I have specified my categorical variables and the fact that data are missing. If I request ML estimation, will I obtain results based on a polychoric correlation matrix with missingness handled through FIML? If not, what is occurring with the specification of both categorical variables and missing?
The default in Version 6 is to use all available information. With categorical outcomes, you can use weighted least squares, maximum likelihood, or multiple imputation. Maximum likelihood does not analyze correlations.
Mplus provides maximum likelihood estimation under MCAR (missing completely at random), MAR (missing at random), and NMAR (not missing at random) for continuous, censored, binary, ordered categorical (ordinal), unordered categorical (nominal), counts, or combinations of these variable types (Little & Rubin, 2002). MAR means that missingness can be a function of observed covariates and observed outcomes. For censored and categorical outcomes using weighted least squares estimation, missingness is allowed to be a function of the observed covariates but not the observed outcomes. When there are no covariates in the model, this is analogous to pairwise present analysis.

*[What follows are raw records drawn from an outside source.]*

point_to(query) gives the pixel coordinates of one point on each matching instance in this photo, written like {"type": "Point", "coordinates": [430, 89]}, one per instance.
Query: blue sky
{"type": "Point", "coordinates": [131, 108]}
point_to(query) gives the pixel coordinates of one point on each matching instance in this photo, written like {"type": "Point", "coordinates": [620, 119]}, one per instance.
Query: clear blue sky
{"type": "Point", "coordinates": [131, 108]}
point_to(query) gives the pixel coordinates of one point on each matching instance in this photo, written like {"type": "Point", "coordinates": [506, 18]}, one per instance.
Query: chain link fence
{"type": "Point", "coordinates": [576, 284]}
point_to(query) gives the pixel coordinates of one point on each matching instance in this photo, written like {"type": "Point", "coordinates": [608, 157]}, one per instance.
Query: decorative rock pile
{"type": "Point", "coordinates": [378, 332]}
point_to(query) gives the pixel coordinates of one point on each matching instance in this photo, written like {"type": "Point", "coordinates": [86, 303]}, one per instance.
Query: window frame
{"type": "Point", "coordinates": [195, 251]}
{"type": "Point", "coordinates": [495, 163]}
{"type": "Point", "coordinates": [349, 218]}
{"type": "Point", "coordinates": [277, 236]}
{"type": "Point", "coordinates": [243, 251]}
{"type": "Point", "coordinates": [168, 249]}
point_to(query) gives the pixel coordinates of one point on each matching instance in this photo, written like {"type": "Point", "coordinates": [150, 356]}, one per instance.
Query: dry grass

Sarah Ryan posted on Friday, October 05, 2012 - 12:32 pm
Is it possible to use the two-tier approach with categorical outcomes, a new feature discussed in the version 7 release, for a model in which I have four latent factors- but in which I do expect the factors to exhibit some level of correlation?
I am also curious as to whether any sort of "probability calculator" (such as the new latent transition probability calculator for LCA) will eventually be available to use with categorical outcomes in Mplus?